The editor’s obligation to present novel and interesting results can furthermore lead to an effect known as the proteus phenomenon. In essence, whenever positive results are published, a window of opportunity quickly opens for researchers to publish findings that contradict these results. Editors often publish these findings because they too are a ‘novelty.’ The net effect is a tendency for journals to rapidly publish conflicting results (see Pfeiffer et al. 2011) (Box 6.4).
Box 6.4: ‘Adjusting the Data? A Dilemma’
On the ‘r/AskAcademia’ Reddit community, a student identified as ‘Throwinbin’ (henceforth ‘T’) published a telling post.

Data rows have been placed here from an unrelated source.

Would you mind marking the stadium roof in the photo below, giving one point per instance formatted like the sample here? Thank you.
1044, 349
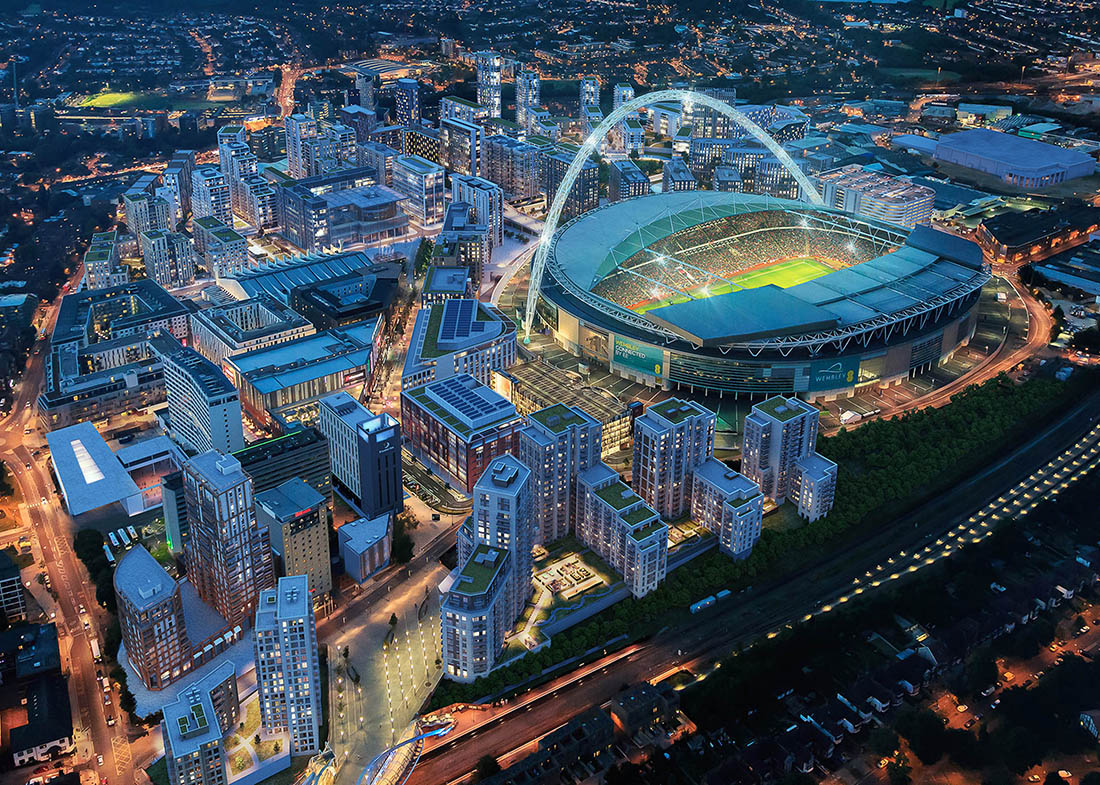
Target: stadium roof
926, 268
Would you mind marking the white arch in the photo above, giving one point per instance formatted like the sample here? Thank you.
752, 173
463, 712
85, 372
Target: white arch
592, 144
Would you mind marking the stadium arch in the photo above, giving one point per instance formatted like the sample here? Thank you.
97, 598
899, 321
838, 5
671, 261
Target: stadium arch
592, 144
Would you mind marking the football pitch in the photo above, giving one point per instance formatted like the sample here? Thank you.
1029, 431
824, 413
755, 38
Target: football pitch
782, 274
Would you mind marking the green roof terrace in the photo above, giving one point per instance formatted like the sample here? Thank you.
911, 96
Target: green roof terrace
477, 573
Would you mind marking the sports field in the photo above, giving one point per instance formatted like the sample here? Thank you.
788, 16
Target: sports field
782, 274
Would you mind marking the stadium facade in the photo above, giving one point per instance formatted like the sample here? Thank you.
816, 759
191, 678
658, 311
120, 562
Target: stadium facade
734, 294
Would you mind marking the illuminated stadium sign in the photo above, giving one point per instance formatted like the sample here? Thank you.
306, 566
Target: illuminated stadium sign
638, 356
829, 374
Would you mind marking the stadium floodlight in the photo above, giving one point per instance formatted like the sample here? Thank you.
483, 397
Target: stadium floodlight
591, 145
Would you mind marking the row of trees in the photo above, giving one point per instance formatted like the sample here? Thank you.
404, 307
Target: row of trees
887, 467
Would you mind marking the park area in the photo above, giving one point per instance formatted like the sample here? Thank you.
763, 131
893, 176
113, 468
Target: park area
783, 274
110, 99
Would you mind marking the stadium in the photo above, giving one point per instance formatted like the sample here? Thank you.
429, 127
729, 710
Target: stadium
718, 293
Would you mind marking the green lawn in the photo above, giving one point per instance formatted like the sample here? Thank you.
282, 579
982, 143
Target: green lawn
782, 274
146, 100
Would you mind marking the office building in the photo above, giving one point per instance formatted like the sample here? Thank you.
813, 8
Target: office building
454, 108
285, 382
463, 242
813, 486
151, 618
728, 505
583, 196
442, 283
675, 176
315, 220
513, 165
420, 181
460, 145
419, 141
169, 257
228, 554
195, 727
459, 336
622, 528
177, 179
145, 212
303, 452
490, 65
457, 427
407, 101
670, 441
502, 518
102, 266
299, 129
378, 157
558, 443
365, 453
859, 191
210, 196
297, 520
620, 95
590, 92
475, 612
204, 407
223, 250
528, 96
365, 545
245, 325
625, 180
778, 433
486, 199
288, 674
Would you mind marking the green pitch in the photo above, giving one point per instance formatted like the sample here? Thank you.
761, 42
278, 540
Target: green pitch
782, 274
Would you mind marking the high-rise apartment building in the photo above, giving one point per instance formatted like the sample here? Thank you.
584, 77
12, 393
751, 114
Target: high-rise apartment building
486, 199
297, 519
420, 181
779, 453
590, 92
210, 196
407, 101
195, 727
151, 617
168, 256
625, 180
876, 195
528, 96
460, 145
670, 441
558, 443
513, 165
490, 65
204, 407
299, 128
620, 527
288, 672
365, 453
727, 504
229, 556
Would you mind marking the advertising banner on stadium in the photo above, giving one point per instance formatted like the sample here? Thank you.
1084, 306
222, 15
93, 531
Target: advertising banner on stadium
832, 374
638, 356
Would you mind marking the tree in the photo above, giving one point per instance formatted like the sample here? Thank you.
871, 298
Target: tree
486, 767
882, 742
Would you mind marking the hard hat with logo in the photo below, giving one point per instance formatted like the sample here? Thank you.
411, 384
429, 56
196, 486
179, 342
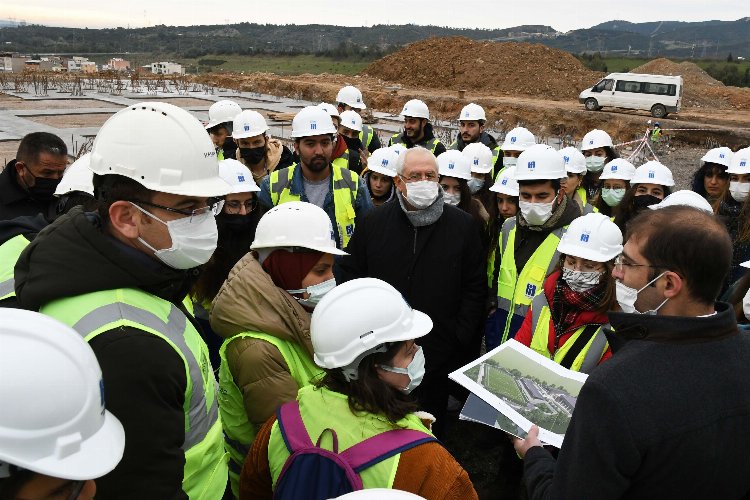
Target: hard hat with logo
720, 156
480, 157
238, 176
249, 123
575, 162
540, 162
77, 177
740, 162
296, 224
383, 161
131, 143
311, 121
472, 112
351, 120
222, 112
592, 237
330, 109
518, 139
351, 96
53, 420
618, 169
415, 109
684, 197
345, 327
653, 172
506, 182
596, 139
453, 163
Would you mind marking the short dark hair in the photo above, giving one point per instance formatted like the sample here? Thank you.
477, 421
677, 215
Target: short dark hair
35, 143
687, 241
112, 187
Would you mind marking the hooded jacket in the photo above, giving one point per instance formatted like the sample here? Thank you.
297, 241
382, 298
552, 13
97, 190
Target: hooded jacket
250, 301
144, 376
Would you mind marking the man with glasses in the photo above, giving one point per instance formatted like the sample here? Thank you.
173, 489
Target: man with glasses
431, 252
119, 277
667, 415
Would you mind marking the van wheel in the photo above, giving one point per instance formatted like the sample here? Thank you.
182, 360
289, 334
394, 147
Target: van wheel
658, 111
591, 105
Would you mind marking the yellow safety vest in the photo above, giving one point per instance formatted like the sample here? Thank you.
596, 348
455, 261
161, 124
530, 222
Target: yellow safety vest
239, 432
345, 186
91, 314
586, 360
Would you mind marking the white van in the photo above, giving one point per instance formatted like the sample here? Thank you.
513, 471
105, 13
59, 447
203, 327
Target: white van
658, 94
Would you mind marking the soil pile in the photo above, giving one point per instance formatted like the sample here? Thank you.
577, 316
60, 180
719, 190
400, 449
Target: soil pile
507, 68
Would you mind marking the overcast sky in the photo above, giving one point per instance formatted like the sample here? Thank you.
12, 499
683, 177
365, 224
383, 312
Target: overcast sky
561, 15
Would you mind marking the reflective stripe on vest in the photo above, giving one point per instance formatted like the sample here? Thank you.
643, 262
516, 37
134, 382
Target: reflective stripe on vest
515, 291
205, 469
586, 360
322, 409
345, 186
9, 253
239, 432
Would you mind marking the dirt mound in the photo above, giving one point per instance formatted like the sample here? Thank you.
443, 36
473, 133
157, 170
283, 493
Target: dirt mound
509, 68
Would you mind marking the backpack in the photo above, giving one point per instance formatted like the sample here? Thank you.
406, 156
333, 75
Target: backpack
314, 473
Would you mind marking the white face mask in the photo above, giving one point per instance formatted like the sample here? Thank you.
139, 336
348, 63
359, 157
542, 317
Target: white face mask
739, 190
316, 292
595, 163
415, 370
536, 214
421, 194
193, 240
627, 296
580, 281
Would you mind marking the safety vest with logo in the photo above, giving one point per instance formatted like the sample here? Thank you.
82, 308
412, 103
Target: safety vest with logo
239, 432
91, 314
345, 186
322, 409
430, 144
515, 291
9, 253
586, 360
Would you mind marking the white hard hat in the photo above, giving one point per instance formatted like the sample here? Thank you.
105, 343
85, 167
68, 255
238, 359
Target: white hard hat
596, 139
296, 224
740, 162
238, 176
310, 121
480, 157
351, 96
618, 169
53, 419
352, 120
472, 112
330, 109
721, 156
593, 237
77, 177
453, 163
358, 316
684, 197
575, 162
132, 143
249, 123
540, 162
415, 109
222, 112
518, 139
506, 182
383, 161
653, 172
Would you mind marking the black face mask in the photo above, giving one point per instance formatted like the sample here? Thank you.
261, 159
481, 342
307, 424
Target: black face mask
253, 155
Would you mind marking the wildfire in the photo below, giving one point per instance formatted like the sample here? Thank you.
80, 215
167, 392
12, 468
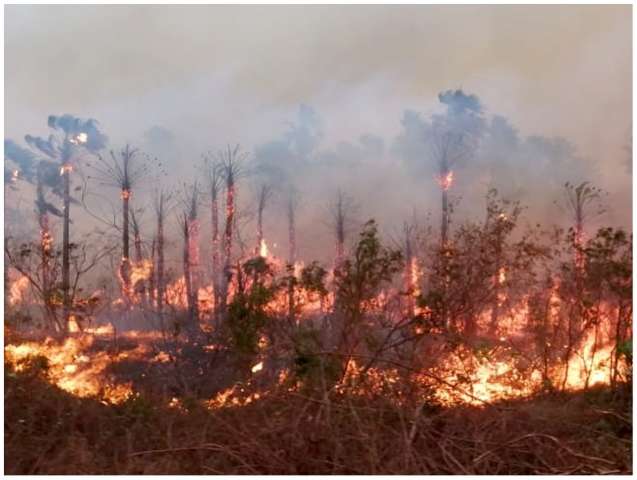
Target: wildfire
445, 181
263, 249
17, 290
71, 368
79, 139
257, 368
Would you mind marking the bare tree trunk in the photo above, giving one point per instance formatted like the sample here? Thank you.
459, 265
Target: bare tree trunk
292, 228
340, 228
161, 285
125, 268
66, 252
215, 246
152, 293
444, 228
140, 285
45, 258
227, 239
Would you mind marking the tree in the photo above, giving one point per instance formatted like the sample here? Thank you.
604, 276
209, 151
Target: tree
358, 280
124, 171
75, 136
231, 165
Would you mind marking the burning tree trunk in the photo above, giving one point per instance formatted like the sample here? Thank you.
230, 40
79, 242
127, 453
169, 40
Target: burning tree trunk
191, 259
292, 205
46, 242
341, 210
214, 182
445, 180
140, 284
579, 199
123, 171
410, 272
265, 192
66, 246
231, 164
161, 199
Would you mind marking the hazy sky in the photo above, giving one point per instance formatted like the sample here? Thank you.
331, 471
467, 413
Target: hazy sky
556, 69
218, 74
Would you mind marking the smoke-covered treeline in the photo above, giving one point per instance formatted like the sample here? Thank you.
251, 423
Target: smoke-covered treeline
388, 178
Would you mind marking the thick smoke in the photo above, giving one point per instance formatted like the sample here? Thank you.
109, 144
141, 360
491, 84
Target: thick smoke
73, 126
25, 160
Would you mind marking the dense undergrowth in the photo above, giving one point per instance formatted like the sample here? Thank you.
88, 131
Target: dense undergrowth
48, 431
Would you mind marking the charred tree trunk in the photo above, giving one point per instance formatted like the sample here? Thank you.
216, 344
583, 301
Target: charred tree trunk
66, 247
161, 288
45, 259
227, 238
292, 229
340, 229
215, 243
140, 284
191, 292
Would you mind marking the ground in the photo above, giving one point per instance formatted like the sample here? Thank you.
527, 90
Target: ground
48, 431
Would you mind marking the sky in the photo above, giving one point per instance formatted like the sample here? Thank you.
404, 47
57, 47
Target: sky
205, 76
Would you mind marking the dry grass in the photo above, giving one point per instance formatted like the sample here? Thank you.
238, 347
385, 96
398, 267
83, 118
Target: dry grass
50, 432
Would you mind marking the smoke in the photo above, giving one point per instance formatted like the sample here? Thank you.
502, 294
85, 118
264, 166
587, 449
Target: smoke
73, 126
25, 160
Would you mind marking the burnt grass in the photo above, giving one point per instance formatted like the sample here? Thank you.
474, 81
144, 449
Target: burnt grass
48, 431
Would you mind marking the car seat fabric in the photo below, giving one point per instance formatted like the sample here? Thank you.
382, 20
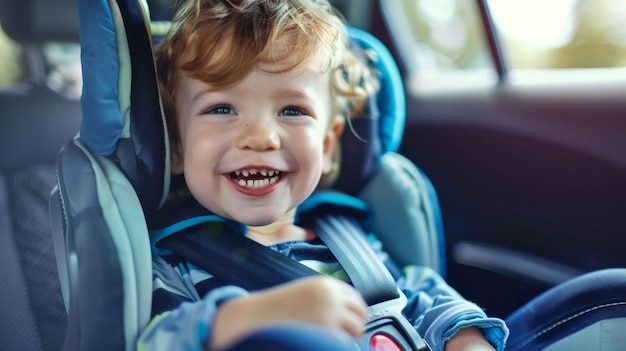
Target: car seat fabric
116, 173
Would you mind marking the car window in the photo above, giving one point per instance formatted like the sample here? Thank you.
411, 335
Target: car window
539, 34
10, 66
55, 65
442, 43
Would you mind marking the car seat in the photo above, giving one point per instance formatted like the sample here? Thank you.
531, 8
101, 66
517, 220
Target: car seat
116, 173
35, 122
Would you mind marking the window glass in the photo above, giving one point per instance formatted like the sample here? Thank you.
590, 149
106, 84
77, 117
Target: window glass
10, 67
540, 34
441, 43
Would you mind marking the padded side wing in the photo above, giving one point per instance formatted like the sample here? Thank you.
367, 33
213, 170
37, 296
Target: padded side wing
407, 214
121, 105
107, 250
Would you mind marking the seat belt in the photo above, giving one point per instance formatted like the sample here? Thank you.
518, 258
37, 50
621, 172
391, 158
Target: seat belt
237, 260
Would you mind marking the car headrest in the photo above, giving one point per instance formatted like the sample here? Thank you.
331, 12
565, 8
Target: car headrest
122, 115
39, 21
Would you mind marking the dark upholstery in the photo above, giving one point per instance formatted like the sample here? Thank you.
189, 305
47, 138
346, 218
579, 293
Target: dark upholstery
35, 122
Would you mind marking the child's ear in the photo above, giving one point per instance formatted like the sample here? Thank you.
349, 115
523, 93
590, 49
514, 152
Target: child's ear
331, 144
176, 158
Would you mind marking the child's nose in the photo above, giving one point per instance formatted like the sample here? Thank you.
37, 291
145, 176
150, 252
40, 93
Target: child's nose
258, 134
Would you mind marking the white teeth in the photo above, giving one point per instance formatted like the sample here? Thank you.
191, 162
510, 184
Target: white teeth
259, 183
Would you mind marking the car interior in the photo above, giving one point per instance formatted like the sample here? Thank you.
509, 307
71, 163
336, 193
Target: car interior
528, 174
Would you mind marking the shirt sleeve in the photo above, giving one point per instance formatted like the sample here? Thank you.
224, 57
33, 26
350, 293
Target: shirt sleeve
187, 327
438, 312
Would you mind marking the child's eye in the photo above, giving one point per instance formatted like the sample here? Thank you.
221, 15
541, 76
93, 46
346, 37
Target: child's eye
292, 112
220, 110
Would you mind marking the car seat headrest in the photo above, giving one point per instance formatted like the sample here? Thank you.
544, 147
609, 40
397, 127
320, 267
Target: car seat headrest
121, 106
39, 21
380, 128
123, 116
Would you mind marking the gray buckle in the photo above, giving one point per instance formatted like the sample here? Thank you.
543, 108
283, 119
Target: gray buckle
386, 319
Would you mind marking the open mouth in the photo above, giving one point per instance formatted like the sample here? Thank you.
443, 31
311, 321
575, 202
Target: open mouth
255, 178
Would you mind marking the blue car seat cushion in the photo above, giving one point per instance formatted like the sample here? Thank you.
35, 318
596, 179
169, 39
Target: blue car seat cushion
377, 129
121, 106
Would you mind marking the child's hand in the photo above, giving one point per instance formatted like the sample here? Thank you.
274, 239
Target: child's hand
321, 300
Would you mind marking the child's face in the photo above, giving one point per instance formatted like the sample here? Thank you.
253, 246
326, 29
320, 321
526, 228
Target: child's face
256, 150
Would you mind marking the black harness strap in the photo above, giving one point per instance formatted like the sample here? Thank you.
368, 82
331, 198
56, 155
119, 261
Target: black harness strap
235, 259
344, 237
238, 260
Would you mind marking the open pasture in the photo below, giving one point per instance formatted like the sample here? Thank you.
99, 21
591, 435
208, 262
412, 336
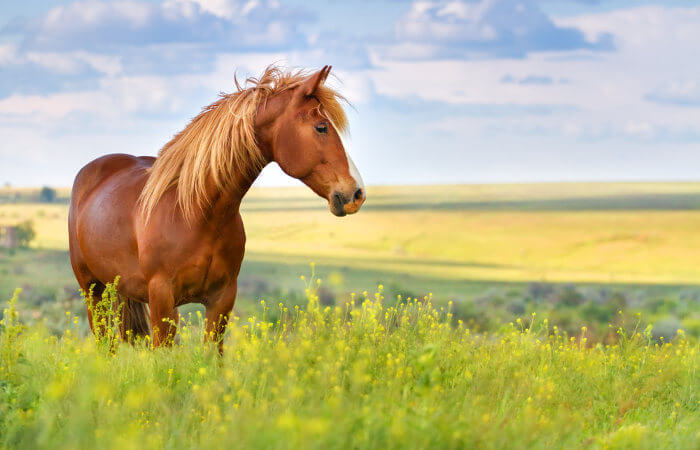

T referenced a supervisor who requested that they make use of a dataset in which a specific approach was implied. The problem was, the data (provided by a third party) did not fit the format that the approach required. In T’s words: ‘Using [my supervisor’s] method will involve removing whole articles from our data set and changing the (important, central) main attribute of the set. It’s basically massaging the data until it fits the model of his method. I’m not comfortable doing this as I strongly believe that it’s going to give us false results […]. How to raise this with [my supervisor] without sounding really bad?’
Below are the (edited) exchanges between T and three community members who responded to the post. From these exchanges, it becomes clear that ‘data massaging’ is not the only issue at stake, and a number of other ethical dimensions are in play. Consider how T managed the situation:
Respondent A: ‘Is there a person in your department you could consult (with no stake in your publications)?’
T: ‘I have a “second supervisor,” but I’m not keen to take this concern elsewhere in the department at the moment. I like my supervisor and I don’t want to harm his career.’
Respondent B: ‘If you do want to approach your supervisor, then ask how to organize the data to make them fit (rather than the approach of saying it is wrong), and maybe he will explain something you hadn’t thought about.’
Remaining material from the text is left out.